Mit dem Vertragstext stellen die EU und Kanada einen modernen Mechanismus zur Beilegung von Investitionsstreitigkeiten vor. Die Ausgestaltung sieht die Einrichtung eines stehenden Investitionsgerichtshofes vor, wie ihn die Europäische Kommission auch für TTIP vorgeschlagen hat.

Materielle Schutzstandards

Das right to regulate der Staaten wird in CETA deutlich bekräftigt (etwa in Artikel 8.9). Dabei wird insbesondere klargestellt, dass entgangener Profit oder die Enttäuschung einer Profiterwartung alleine keinen Verstoß gegen das Investitionsschutzkapitel darstellen. CETA schützt speziell auch die Möglichkeit, Subventionen zu zahlen oder zu entziehen (etwa Artikel 8.9 Abs. 4). CETA gewährt ausländischen Investoren Inländerbehandlung (Artikel 8.6) und Meistbegünstigung (Artikel 8.7) allerdings nicht bezüglich prozeduraler Regeln (ISDS). Auch wird gerechte und billige Behandlung garantiert (Artikel 8.10). Allerdings zählt eine Liste auf, was genau eine unfaire beziehungsweise eine unbillige Behandlung sein müsste, um ein Klagegrund darzustellen. Das Investitionskapitel enthält keine Schirmklausel (umbrella clause). Allerdings kann es bei der Feststellung des Vorliegens ungerechter beziehungsweise unbilliger Behandlung eine Rolle spielen, ob der Staat durch den Bruch von Zusagen Erwartungen des Investors verletzt hat (Artikel 8.10 Abs. 4).

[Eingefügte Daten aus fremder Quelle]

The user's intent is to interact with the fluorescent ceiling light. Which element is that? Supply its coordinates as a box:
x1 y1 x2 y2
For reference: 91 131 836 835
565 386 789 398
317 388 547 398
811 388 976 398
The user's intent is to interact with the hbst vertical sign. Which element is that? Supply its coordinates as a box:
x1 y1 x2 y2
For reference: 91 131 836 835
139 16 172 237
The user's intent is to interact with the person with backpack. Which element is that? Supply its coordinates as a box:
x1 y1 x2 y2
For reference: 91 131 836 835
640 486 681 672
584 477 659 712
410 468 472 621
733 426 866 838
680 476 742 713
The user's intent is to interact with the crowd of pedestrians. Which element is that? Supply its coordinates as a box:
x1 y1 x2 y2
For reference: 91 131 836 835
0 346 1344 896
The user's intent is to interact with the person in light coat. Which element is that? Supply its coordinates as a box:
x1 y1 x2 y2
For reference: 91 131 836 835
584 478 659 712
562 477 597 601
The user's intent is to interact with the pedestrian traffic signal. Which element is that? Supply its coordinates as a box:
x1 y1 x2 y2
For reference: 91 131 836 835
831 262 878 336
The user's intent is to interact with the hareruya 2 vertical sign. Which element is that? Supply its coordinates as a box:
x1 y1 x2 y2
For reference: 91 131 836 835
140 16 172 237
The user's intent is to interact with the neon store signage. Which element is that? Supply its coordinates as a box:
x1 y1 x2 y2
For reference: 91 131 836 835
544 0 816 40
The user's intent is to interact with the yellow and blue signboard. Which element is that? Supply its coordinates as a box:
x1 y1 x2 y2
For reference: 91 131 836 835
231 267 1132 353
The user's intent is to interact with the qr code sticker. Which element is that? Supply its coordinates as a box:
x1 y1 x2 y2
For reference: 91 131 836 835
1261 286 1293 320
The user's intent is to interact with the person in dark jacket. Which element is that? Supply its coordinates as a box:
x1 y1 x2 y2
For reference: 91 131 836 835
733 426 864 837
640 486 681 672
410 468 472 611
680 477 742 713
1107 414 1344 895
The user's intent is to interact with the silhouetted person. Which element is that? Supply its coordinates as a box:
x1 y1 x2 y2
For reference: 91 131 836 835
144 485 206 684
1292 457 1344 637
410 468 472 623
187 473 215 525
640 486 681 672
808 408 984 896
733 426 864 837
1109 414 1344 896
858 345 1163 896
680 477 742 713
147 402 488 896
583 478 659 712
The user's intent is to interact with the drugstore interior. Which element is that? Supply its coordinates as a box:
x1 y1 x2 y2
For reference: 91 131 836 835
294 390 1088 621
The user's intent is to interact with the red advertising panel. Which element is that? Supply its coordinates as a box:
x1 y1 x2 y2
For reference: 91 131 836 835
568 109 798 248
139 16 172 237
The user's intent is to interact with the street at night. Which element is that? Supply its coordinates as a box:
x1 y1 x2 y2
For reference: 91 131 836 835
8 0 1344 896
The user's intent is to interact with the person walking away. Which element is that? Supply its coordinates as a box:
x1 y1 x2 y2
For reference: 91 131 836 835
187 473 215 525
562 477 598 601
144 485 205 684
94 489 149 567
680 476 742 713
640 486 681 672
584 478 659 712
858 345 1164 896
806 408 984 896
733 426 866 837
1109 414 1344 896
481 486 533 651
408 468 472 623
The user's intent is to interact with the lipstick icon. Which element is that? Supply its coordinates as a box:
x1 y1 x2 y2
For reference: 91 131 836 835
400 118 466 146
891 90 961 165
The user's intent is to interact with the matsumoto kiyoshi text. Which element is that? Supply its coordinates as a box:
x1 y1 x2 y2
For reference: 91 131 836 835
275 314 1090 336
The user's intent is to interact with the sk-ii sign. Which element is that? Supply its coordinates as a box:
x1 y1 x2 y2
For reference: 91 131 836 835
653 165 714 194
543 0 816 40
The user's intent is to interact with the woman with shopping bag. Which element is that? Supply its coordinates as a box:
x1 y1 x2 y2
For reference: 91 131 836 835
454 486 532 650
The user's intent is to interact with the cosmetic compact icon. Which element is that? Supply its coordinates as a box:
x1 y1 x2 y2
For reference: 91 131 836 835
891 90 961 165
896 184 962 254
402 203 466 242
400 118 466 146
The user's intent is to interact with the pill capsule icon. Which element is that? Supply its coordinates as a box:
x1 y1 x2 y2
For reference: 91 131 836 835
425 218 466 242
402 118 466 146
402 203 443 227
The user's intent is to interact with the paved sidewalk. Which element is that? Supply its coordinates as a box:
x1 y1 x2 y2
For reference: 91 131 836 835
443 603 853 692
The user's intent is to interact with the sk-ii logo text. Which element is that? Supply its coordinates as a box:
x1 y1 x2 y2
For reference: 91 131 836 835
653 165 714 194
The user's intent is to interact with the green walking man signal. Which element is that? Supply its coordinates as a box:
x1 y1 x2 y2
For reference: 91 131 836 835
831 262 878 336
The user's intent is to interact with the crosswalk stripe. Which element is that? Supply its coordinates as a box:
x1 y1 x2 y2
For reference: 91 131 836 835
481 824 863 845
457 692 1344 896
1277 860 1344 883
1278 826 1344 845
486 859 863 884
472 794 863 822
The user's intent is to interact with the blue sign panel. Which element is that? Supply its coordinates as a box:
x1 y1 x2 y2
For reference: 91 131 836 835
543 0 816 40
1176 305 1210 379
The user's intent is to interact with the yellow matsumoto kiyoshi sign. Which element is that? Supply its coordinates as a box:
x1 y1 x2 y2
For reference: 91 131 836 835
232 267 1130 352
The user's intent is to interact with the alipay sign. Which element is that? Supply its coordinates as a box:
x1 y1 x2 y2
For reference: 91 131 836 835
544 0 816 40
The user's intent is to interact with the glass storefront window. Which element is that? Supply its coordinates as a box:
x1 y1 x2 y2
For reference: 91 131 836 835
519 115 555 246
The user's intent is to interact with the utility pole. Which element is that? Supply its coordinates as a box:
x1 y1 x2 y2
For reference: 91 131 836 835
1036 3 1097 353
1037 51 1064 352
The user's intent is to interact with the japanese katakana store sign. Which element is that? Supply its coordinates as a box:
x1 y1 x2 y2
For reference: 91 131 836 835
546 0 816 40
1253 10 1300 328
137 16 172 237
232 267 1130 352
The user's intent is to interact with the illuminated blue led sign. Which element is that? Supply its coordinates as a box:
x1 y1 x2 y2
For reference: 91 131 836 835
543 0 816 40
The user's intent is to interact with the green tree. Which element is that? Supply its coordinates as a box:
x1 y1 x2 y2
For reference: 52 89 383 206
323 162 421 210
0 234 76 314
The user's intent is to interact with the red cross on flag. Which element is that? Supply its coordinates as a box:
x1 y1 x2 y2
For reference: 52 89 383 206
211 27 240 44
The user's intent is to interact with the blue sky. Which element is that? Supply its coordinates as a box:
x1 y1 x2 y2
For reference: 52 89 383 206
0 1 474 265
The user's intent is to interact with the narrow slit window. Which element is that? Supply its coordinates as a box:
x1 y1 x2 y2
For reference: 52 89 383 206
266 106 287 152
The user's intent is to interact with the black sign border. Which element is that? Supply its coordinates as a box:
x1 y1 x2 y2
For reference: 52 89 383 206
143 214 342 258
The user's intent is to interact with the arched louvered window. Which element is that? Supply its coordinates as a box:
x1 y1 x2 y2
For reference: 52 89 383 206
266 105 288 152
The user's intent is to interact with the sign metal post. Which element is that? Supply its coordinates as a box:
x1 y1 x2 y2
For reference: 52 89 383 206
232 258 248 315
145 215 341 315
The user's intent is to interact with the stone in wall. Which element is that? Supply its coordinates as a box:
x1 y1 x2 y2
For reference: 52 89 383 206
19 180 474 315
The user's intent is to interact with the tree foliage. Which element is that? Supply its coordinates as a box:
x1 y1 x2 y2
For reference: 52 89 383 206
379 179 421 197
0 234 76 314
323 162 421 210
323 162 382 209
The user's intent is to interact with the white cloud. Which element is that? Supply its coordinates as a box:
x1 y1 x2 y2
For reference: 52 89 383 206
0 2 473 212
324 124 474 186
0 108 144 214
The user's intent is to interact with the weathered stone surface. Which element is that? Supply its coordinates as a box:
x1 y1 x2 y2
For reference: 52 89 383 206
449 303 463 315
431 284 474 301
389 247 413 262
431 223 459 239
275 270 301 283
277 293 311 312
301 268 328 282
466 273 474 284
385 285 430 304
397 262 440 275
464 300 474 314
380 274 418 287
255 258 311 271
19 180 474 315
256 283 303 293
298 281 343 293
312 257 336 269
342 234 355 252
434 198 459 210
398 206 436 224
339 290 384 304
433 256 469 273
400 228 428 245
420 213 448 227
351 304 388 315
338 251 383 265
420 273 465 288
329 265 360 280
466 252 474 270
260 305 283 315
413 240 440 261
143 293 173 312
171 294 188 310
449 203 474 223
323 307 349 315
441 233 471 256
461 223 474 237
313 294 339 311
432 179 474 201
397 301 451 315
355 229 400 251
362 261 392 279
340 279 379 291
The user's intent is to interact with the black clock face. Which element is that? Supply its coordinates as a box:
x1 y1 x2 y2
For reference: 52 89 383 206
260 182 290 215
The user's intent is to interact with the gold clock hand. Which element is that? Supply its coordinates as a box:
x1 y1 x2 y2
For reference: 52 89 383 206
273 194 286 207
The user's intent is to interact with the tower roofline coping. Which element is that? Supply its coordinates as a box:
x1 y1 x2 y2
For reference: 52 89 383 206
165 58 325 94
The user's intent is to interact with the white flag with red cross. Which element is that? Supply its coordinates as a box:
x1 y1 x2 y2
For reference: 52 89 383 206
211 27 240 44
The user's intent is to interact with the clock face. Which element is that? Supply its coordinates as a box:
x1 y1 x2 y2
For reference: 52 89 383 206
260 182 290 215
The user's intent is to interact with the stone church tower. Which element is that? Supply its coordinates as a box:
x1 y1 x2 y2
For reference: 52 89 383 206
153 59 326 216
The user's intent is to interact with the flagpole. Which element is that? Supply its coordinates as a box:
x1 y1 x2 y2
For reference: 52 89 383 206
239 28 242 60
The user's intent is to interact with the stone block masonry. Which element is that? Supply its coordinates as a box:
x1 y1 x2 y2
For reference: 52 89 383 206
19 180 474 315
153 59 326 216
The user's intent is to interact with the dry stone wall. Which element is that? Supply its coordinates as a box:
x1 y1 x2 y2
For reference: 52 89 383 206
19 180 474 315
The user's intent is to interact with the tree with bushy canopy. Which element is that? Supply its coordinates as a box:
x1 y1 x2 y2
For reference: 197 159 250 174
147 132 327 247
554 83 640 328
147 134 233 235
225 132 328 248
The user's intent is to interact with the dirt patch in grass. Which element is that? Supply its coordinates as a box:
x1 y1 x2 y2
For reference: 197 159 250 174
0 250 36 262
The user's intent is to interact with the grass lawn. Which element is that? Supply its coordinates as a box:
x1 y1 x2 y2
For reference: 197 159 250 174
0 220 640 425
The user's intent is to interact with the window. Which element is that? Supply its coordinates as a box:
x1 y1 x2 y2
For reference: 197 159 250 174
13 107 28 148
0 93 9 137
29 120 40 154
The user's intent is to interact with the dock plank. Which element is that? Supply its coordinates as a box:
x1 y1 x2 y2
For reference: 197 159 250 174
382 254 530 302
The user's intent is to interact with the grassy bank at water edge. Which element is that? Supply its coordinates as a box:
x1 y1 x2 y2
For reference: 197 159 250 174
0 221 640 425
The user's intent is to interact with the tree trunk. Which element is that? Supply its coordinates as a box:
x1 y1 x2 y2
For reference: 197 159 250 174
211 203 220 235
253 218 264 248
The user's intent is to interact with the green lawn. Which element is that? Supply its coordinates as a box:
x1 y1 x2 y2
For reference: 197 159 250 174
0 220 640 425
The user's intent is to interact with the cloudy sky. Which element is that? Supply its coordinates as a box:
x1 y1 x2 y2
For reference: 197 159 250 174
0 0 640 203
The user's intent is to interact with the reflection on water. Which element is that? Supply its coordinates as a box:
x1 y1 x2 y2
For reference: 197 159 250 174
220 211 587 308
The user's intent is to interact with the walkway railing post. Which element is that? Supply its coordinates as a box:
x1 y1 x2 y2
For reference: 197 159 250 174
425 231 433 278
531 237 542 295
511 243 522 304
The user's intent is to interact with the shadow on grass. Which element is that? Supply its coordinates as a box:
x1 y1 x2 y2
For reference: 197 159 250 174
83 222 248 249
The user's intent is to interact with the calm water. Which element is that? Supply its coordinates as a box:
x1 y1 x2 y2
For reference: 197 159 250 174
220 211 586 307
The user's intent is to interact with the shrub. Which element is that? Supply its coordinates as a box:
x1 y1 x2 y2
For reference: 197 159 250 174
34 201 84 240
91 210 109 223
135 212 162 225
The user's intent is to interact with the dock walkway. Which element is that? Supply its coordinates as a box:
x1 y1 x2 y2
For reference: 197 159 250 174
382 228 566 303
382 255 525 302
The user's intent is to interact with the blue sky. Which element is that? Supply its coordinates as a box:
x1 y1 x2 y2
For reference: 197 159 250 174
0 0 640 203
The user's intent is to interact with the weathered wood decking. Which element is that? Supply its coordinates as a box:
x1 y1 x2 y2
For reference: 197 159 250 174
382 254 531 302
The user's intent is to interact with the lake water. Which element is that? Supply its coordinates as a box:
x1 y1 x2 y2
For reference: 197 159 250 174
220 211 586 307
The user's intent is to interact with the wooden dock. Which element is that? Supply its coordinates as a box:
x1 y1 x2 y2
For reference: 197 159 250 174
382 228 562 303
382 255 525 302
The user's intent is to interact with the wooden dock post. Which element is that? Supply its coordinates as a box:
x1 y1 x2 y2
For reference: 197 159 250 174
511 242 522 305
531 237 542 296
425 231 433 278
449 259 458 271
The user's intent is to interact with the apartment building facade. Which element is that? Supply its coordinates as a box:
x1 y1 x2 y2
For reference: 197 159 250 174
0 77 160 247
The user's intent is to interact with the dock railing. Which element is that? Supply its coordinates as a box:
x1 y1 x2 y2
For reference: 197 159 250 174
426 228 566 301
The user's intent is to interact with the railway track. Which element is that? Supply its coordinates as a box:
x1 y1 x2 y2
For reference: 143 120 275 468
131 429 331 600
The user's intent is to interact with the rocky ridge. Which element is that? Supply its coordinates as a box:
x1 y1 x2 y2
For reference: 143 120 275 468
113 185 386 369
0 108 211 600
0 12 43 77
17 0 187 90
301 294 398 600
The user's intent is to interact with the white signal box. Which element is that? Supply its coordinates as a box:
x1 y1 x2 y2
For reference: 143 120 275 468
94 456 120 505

Insgesamt entspricht das Schutzniveau in etwa dem Standard, der auch im TTIP-Vorschlag der Europäischen Kommission verankert ist. Der BDI begrüßt moderne Schutzstandards, die im Vergleich zu älteren IFV die Schutzrechte präziser definieren. Viele Formulierungen in CETA sind positiv zu bewerten, allerdings gibt es auch Grund zur Sorge. Die Voraussetzungen für das Vorliegen einer ungerechten beziehungsweise unbilligen Behandlung sind sehr hoch gesteckt. Was Formulierungen wie manifest arbitrary in der Praxis bedeuten beziehungsweise wie ein solcher Tatbestand nachgewiesen werden kann, lässt sich noch nicht abschätzen.

Schiedsverfahren

Wie schon beim TTIP-Vorschlag der Europäischen Kommission soll es ein ständiges Tribunal geben, das vom ICSID-Sekretariat unterstützt werden soll. Dieses Tribunal soll grundsätzlich aus 15 Richtern bestehen, von denen fünf aus der EU, fünf aus Kanada und fünf aus Drittländern kommen soll. Das CETA Joint Committee soll die Richter für eine fünfjährige Amtszeit ernennen und kann die Gesamtzahl der Richter erhöhen. Jeder Fall wird von drei Richtern entschieden (je einer aus EU, Kanada und einem Drittland). An die Schiedsrichter werden hohe ethische Anforderungen gestellt (Artikel 8.30). Wie auch der TTIP-Vorschlag der EU-Kommission sieht CETA außerdem einen Berufungsmechanismus vor (Artikel 8.28). Dieser soll mit In-krafttreten des Abkommens eingerichtet werden. Neben dem ständigen Tribunal ist dies die wichtigste Neuerung im Vergleich zu dem ursprünglichen Vertragstext, der 2014 vorgelegt worden war. Es sind hohe Transparenzstandards vorgesehen, die sich an den UNCITRAL-Transparenz-Regeln orientieren (Artikel 8.36). CETA nennt explizit das Ziel, gemeinsam mit anderen Handelspartnern einen multilateralen Investitionsgerichtshof einzurichten (Artikel 8.29). Es wird klargestellt, dass der Investitionsgerichtshof keine bindende Auslegung nationalen Rechts vornehmen kann (Artikel 8.31). CETA hält fest, dass Urteile, die im Rahmen des Investitionskapitels ergehen, Urteile im Sinne der New York Convention sind (Artikel 8.41). Wenn diese Urteile als derartige Urteile anerkannt werden, wären sie weltweit in allen Unterzeichnerstaaten dieser Konvention vollstreckbar. Die Verfahrenskosten sollen unter CETA von der unterlegenen Partei getragen werden (Artikel 8.39 Abs. 5). Diese loser pays-Regel kann vor ungerechtfertigten Klagen schützen.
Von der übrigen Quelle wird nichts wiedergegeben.